Le président palestinien, Mahmoud Abbas, (à gauche) avec son homologue libanais, Joseph Aoun, au palais de Baabda, le 21 mai 2025. Capture d'écran d'une photo publiée sur le compte X de la présidence libanaise
Le président palestinien, Mahmoud Abbas, est arrivé à Beyrouth mercredi pour une visite officielle centrée sur la question du désarmement des camps palestiniens, au moment où le pouvoir libanais veut étendre son autorité sur l'ensemble du territoire national.
Il s'agit de la première visite officielle de M. Abbas depuis 2017 au Liban, qui abrite quelque 220.000 réfugiés palestiniens vivant dans des camps surpeuplés échappant au contrôle des autorités libanaises.
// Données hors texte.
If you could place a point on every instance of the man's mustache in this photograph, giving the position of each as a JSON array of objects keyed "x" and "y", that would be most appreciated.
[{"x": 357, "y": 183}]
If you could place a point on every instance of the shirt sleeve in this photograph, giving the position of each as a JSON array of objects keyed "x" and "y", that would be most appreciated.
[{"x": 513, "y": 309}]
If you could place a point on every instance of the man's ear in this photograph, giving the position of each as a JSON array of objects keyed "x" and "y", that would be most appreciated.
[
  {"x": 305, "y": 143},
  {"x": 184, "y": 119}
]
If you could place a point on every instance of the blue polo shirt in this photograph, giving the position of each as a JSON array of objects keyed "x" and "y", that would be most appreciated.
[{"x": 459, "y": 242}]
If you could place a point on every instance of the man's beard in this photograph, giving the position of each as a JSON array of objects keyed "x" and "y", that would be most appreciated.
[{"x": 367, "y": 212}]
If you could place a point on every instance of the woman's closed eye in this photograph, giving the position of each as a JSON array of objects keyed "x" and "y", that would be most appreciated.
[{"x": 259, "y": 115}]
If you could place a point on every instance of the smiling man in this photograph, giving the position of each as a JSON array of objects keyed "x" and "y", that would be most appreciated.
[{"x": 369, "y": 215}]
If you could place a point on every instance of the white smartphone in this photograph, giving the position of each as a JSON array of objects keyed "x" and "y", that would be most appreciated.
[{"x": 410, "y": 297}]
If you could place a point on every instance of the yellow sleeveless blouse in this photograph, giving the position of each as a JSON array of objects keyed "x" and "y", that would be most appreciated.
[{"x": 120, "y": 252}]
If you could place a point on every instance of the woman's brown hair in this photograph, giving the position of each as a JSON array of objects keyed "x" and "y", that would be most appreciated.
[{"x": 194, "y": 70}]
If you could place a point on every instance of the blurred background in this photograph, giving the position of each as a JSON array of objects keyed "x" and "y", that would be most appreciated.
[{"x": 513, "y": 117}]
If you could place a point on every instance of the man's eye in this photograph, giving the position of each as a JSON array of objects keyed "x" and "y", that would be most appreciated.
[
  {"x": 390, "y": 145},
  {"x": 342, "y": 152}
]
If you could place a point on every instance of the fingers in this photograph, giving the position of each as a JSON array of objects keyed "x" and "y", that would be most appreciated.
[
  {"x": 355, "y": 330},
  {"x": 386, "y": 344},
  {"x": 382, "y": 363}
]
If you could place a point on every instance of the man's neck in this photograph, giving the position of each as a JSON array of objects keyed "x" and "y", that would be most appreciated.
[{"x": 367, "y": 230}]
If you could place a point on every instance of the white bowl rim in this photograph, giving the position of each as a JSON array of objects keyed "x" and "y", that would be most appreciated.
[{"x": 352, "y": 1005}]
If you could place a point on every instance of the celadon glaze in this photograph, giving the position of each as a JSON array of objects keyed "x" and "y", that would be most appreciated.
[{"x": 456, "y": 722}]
Il a entamé ses entretiens par une rencontre avec le président libanais Joseph Aoun, selon les médias officiels.
« La question des armes palestiniennes dans les camps sera l'un des sujets de discussions » du déplacement, a déclaré à l'AFP Ahmad Majdalani, membre du comité exécutif de l'Organisation de libération de la Palestine (OLP), qui accompagne M. Abbas.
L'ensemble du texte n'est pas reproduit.